II. FENOMENA KEGIATAN SASI DALAM
PANDANGAN MASYARAKAT TRADISIONAL RAJA AMPAT.
Kabupaten
Raja Ampat merupakan satu-satunya kabupaten kepulauan dengan luas 46.108 km2
berdasarkan Undang-Undang No. 26/2002, dengan jumlah distrik awal sebanyak 13
distrik (Profil Raja Ampat). Sebutan untuk Raja Ampat yang paling lazim adalah
kabupaten bahari karena memiliki luas lautan lebih dominan dibandingkan dengan
luas daratan. Kondisi geografis yang didominasi oleh lautan menjadikan
masyarakat Raja Ampat memiliki mata pencaharian utama nelayan dan mata
pencaharian sampingan adalah meramu, bercocok tanam, berburu dan pangkur sagu
atau tokok sagu.
Kearifan-kearifan
lokal (local wisdom) telah dihidupkan
dan hidup bersama dengan masyarakat adat Raja Ampat sebagai suatu spirit
kehidupan dalam membangun harmonisasi dan komunikasi sakral dengan alam
lingkungannya. Kearifan dalam pemanfaatan sumber daya perairan untuk keperluan
hidup sehari-hari masih bersifat subsisten,
pemenuhan kebutuhannya masih bersifat sederhana, luas area tangkap ikan dengan
teknologi penangkapnya masih sangat sederhana. Misalnya untuk menangkap ikan
mereka menggunakan tali genemo yang dibuat
sedemikian rupa seperti nilon dan cacing sebagai umpannya, area tangkap hanya
berada pada wilayah perkampungannya dan tidak membutuhkan waktu dan jarak
tempuh yang lama. Alat tangkap lain yang disebut bubu adalah alat tangkap yang dibuat dari tali rotan yang dibentuk
seperti keranjang dengan ukuran tertentu dan diletakkan di dalam sungai atau
tempat karang dengan maksud untuk menjadi perangkap ikan ketika ikan masuk dan
bersembunyi didalamnya. Penangkapan ikan lebih banyak digunakan untuk memenuhi
kebutuhan hidupnya dan jika lebih biasanya diberikan atau dibagikan kepada
kerabat terdekat yang memiliki hubungan kekerabatan atau menukarkannya dengan
bahan lain yang tidak dimiliki. Sistem ini biasanya disebut sistem barter.
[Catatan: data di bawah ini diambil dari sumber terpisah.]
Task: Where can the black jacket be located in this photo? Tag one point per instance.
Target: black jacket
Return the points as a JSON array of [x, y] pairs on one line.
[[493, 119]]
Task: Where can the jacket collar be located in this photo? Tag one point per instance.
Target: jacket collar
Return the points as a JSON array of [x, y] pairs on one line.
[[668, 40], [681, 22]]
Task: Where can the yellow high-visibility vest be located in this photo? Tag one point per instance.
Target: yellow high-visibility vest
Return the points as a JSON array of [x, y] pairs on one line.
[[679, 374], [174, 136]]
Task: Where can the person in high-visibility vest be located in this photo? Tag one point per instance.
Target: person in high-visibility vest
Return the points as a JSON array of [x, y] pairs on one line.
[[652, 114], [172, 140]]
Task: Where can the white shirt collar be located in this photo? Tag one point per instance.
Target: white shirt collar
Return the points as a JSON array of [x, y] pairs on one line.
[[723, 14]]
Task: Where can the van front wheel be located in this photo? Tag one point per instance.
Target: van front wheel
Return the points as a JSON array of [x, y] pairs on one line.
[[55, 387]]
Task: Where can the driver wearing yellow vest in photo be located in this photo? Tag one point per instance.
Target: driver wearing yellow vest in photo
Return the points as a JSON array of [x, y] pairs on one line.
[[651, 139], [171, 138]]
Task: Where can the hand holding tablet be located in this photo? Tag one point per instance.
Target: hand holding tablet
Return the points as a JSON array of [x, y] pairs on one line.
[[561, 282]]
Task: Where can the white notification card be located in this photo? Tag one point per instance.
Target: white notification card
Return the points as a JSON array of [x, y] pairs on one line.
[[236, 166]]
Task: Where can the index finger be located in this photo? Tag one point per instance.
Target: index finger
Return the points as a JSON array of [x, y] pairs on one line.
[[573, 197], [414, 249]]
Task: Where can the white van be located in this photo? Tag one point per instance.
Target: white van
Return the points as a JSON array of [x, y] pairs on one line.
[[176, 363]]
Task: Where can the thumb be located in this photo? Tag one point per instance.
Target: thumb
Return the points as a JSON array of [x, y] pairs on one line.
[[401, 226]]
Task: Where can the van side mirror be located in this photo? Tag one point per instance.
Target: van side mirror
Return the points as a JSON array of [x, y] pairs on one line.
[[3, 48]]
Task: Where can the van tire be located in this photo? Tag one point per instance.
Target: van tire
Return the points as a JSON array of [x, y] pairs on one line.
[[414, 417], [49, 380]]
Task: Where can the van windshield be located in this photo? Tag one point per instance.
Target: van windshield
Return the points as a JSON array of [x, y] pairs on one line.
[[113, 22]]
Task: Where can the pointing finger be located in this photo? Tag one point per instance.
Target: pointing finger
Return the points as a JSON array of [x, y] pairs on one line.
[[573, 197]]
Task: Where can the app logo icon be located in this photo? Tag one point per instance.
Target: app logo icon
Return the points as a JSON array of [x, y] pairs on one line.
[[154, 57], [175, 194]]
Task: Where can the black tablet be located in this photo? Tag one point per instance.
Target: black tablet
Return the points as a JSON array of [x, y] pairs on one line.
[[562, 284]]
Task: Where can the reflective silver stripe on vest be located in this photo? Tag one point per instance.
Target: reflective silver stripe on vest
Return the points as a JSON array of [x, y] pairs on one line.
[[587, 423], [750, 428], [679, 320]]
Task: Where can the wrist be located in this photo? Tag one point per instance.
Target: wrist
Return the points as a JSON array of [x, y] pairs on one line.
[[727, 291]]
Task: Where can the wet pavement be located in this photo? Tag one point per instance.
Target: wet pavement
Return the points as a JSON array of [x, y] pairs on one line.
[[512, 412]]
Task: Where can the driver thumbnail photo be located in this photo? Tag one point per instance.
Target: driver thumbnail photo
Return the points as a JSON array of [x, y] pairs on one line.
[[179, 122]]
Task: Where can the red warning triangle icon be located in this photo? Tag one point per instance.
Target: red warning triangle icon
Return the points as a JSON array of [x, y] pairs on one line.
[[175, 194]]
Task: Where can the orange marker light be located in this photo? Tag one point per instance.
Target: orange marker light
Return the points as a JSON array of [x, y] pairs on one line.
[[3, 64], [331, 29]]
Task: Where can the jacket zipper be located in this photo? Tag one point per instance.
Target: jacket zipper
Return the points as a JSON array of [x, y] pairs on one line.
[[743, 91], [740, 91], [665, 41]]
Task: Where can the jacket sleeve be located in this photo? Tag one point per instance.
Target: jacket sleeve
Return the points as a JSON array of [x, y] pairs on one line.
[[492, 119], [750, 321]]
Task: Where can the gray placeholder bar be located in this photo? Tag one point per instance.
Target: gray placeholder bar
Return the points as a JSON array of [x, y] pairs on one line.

Sistem barter dilakukan pada lingkup terbatas dengan alat tukar yang monoton
atau benda-benda kebutuhan sehari hari. Dalam Pattiselano dan Mentansan (2010)
dinyatakan bahwa “kearifan tradisional digunakan untuk menciptakan keteraturan
dan keseimbangan antara kehidupan sosial, budaya dan kelestarian sumber daya
alam”. Sehingga praktek-praktek di atas merupakan wujud nyata dari kearifan
tradisional (traditional wisdom)
tersebut.
Dalam transaksi
dan interaksi sosial budaya yang dilakukan pada lingkungan masyarakat nelayan
menjadikan berbagai bentukan-bentukan tradisi yang dipraktekkan secara
terus-menerus yang disebut dengan adat-istiadat atau kebudayaan oleh para ahli
antropologi. Secara antropologis kebudayaan disebutkan sebagai “keseluruhan
sistem gagasan, tindakan dan hasil karya manusia dalam kehidupan masyarakat yang dijadikan
milik diri manusia dengan belajar” (Koentjaraningrat, 2009: 144). Definisi lain
menurut
Menurut Hoed (2011:5), Kebudayaan dilihat oleh semiotik sebagai “suatu sistem
tanda yang berkaitan satu sama lain dengan cara memahami makna yang ada di
dalamnya. Keterkaitan itu bersifat konvensional”. Berbeda dengan pemahaman
kebudayaan yang dilontarkan oleh para tokoh Cultural Studies. Kebudayaan tidak mendapatkan suatu pengertian yang
optimal pada kajian budaya sebagaimana pada bidang ilmu Antropologi namun
konsep kebudayaan sangat penting dalam cultural studies. Hal ini nampak dalam
Barker (2009:37), bahwa ketika mendeskripsikan kebudayaan sebagai ‘satu atau
dua atau tiga kata yang paling rumit dalam bahasa Inggris’ (Williams, 1983).
Kebudayaan yang
tumbuh dan berkembang di masyarakat bahari Raja Ampat adalah kebudayaan
masyarakat pelaut dan pelayar. Disebutkan demikian karena untuk memenuhi
kebutuhan hidupnya secara tradisional sangat bergantung pada sumber daya perairan
dan daratan sebagai penunjang pemenuhan kebutuhan hidupnya. Kearifan-kearifan
lokal itu timbul dari interaksi dan aktivitas masyarakat dengan ekosistem
dominan mereka, maka kearifan lokal seperti sasi merupakan suatu tradisi khas
kelompok masyarakat yang hidup di daerah kepulauan dan pesisir dengan mata
pencaharian utama adalah nelayan atau menangkap ikan dilaut.
Sasi
merupakan suatu istilah baru yang dibawa oleh para penyiar agama kristen dari Maluku.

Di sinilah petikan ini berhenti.